Theory and Method
The QEC-Series measures mass by electromagnetic force compensation, the method behind every high-resolution analytical balance. A sample placed on the pan pushes the weighing system down, and a position sensor detects that small displacement. The balance then drives current through a coil seated in a magnetic field, and the coil produces an opposing force that returns the pan to its original position. The current needed to hold that position is proportional to the sample's weight, so the electronics convert it directly into a mass reading.
The QEC-Series adds a dual weighing range to this principle. Within the fine range (30 g, 50 g, or 80 g depending on model), the balance resolves mass to 0.01 mg for small or critical samples. Above the fine range and up to full capacity, it reads to 0.1 mg. Splitting the range this way delivers semi-micro resolution where it matters while still accepting loads up to 100 g or 200 g.

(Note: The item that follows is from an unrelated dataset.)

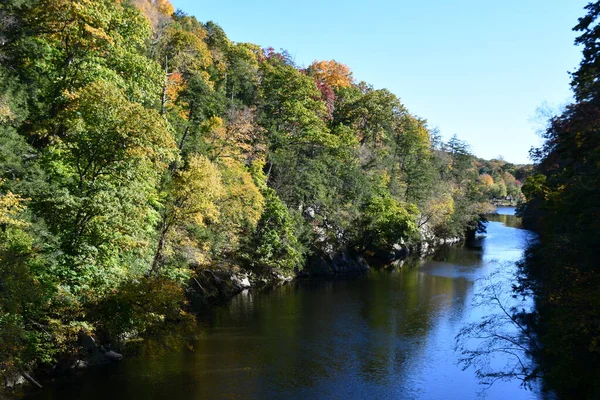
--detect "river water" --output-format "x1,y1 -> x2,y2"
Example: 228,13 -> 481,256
28,208 -> 541,400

Stability at the 0.01 mg level depends on a quiet measuring environment. Temperature and humidity conditioning before delivery reduces drift from thermal expansion, the anti-static treatment limits charge build-up that would otherwise tug on light samples, and the sealed draft shield blocks air currents. Calibration ties the reading to a known reference: external-calibration models use an applied test weight, while internal-calibration models carry a motorized weight that the balance applies on command or on a schedule.